The keyword is actually a "type qualifier" just like volatile (together, they are called "cv-qualifiers", and you can cv-qualify methods and overload them using the qualifier, which is a big part of why const is so useful in C++ : you can basically write const methods that "only read" the object, and non-const methods that "might write" to the object, and have transitive logical constness everywhere, but in special cases where you don't want it, that's easy too). Anyways, in some ways "const int" and "int" will be treated as the same type, but in other ways they won't.

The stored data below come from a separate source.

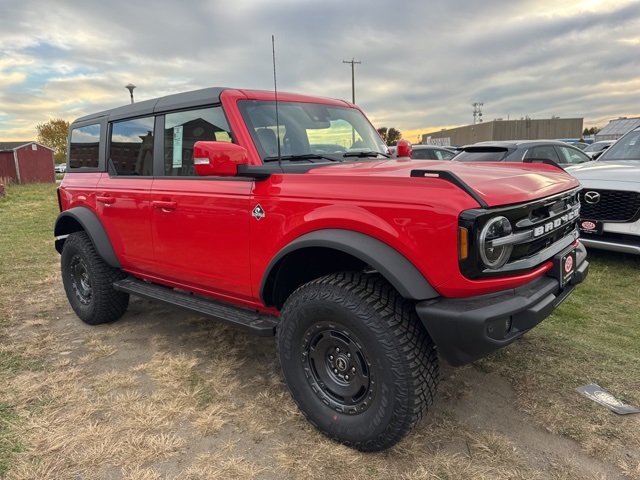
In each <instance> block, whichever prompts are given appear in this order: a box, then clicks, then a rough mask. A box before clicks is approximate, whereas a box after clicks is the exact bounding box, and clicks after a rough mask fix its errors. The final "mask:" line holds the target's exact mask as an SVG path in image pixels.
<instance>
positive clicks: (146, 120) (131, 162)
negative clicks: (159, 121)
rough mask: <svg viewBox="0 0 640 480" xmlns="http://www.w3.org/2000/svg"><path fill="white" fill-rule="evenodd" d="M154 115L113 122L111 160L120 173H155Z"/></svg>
mask: <svg viewBox="0 0 640 480" xmlns="http://www.w3.org/2000/svg"><path fill="white" fill-rule="evenodd" d="M153 127H154V119H153V117H145V118H136V119H134V120H126V121H123V122H117V123H113V124H112V126H111V138H110V141H109V155H110V157H109V158H110V160H111V163H112V165H113V167H114V168H115V171H116V173H117V174H118V175H136V176H151V175H153Z"/></svg>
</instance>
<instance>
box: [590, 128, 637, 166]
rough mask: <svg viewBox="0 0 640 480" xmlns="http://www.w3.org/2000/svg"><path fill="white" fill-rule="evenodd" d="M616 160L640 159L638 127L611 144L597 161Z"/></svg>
mask: <svg viewBox="0 0 640 480" xmlns="http://www.w3.org/2000/svg"><path fill="white" fill-rule="evenodd" d="M618 160H638V161H640V129H638V130H635V131H633V132H630V133H628V134H626V135H625V136H624V137H622V138H621V139H620V140H618V141H617V142H615V143H614V144H613V145H611V146H610V147H609V148H608V149H607V150H606V151H605V152H604V153H603V154H602V155H601V156H600V157H599V158H598V160H597V161H598V162H615V161H618Z"/></svg>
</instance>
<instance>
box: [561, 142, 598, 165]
mask: <svg viewBox="0 0 640 480" xmlns="http://www.w3.org/2000/svg"><path fill="white" fill-rule="evenodd" d="M558 150H560V163H571V164H578V163H585V162H589V161H590V160H591V159H590V158H589V157H587V156H586V155H585V154H584V153H582V152H579V151H578V150H574V149H573V148H569V147H564V146H559V147H558Z"/></svg>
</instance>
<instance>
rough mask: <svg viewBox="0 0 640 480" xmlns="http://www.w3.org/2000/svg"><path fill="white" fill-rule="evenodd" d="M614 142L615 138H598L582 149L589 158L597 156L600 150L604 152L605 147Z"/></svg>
mask: <svg viewBox="0 0 640 480" xmlns="http://www.w3.org/2000/svg"><path fill="white" fill-rule="evenodd" d="M614 143H615V140H600V141H599V142H593V143H592V144H591V145H589V146H588V147H587V148H585V149H584V150H583V152H584V153H586V154H587V155H589V156H590V157H591V158H593V159H595V158H598V157H599V156H600V155H601V154H602V152H604V151H605V150H606V149H607V148H609V147H610V146H611V145H613V144H614Z"/></svg>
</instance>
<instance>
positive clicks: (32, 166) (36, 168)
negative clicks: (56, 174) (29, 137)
mask: <svg viewBox="0 0 640 480" xmlns="http://www.w3.org/2000/svg"><path fill="white" fill-rule="evenodd" d="M53 169H54V163H53V150H52V149H51V148H49V147H45V146H44V145H41V144H39V143H36V142H0V183H2V180H13V181H15V182H18V183H35V182H55V181H56V174H55V172H54V170H53Z"/></svg>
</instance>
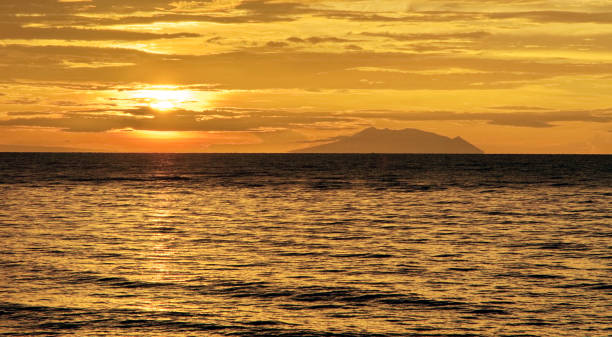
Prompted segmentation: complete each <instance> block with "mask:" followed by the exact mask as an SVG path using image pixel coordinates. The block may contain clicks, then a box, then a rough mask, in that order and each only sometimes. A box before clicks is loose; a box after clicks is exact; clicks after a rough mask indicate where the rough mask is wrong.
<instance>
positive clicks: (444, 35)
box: [361, 31, 491, 41]
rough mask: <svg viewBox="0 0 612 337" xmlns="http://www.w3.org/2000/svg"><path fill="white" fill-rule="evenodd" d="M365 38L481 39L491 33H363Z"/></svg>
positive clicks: (410, 38)
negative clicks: (438, 33) (375, 37)
mask: <svg viewBox="0 0 612 337" xmlns="http://www.w3.org/2000/svg"><path fill="white" fill-rule="evenodd" d="M361 35H364V36H371V37H384V38H389V39H393V40H397V41H415V40H449V39H479V38H483V37H486V36H489V35H491V34H490V33H487V32H483V31H477V32H463V33H440V34H433V33H421V34H395V33H388V32H385V33H370V32H364V33H361Z"/></svg>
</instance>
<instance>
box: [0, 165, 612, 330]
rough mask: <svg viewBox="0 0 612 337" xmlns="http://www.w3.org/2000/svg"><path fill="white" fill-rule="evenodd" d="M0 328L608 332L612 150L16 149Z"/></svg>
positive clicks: (609, 315) (5, 232)
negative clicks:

And then there's a few special cases like "const int X = 5" where the language says the actual X variable can be elided and all uses of it replaced with the value 5. But for "const float Y = 5.0f", I think its allowed to replace uses with 5.0f but it can't elide the variable Y. Or something. I guess the moral of the story is: const is a weird animal ! :lol:

Anyway, I'm beating a dead horse. tl;dr : const is really for humans, not compilers.


Back on topic...
hgm wrote:int * const nPcSq = &evalTerm[0];

Then the address is constant, but the evalTerm data can still be changed by learning, or when switching to a different variant.
The address is "constant" in the sense that you aren't allowed to assign a new address to the nPcSq variable, but that has nothing to do with whether it will be "a fixed address" at the spot where you use it


If and only if evalTerm is a global variable of an array type (NOT pointer type!) then &evalTerm[0] will be a "fixed address" known to the linker. If its anything else--function parameter, array variable on the stack, etc. then it won't be. Whether or not you mark it const, if and only if your compiler knows nPcSq points at a "fixed address" at the point where you use it, will it be able to generate instructions that access directly at that address, instead of indirectly through some register/pointer. (It doesn't need to know the actual address, just that it will be fixed once the program is loaded into memory.. the linker, and perhaps the loader, will help resolve the actual value)
mar
Posts: 2554
Joined: Fri Nov 26, 2010 2:00 pm
Location: Czech Republic
Full name: Martin Sedlak

Re: Initializing portions of arrays

Post by mar »

wgarvin wrote:And then there's a few special cases like "const int X = 5" where the language says the actual X variable can be elided and all uses of it replaced with the value 5. But for "const float Y = 5.0f", I think its allowed to replace uses with 5.0f but it can't elide the variable Y. Or something. I guess the moral of the story is: const is a weird animal ! :lol:
A bit of OT (sorry):

Yes a similar thing happened to me as well (sigh).
I'm not sure if it was a float, but I had a static const name=value declared in a class.
Then somewhere in the code (later) I used Max( x, y ), where say x was that constant.
Max is just a simple template that takes arguments by const reference (just like std::max).
And the compiler (I think it was gcc) complained at link phase (I think) because it probably wanted to pass const by reference (debug build IIRC).
When I changed Max to accept args by value, it worked, but of course that's not what I want for generic types :)
Problem is I can't "fix" this by instantiating it as a variable like type Class::name = value (or maybe without the assignment).
While gcc/clang are happy with this, msc gave me a redefinition error so obviously this not standardized.
So somehow I still haven't found a fully portable and clean way to declare pure constants (except for enum when working with ints).
And I certainly don't want to use preprocessor macros :)
Maybe this has been addressed in modern C++11 and onwards?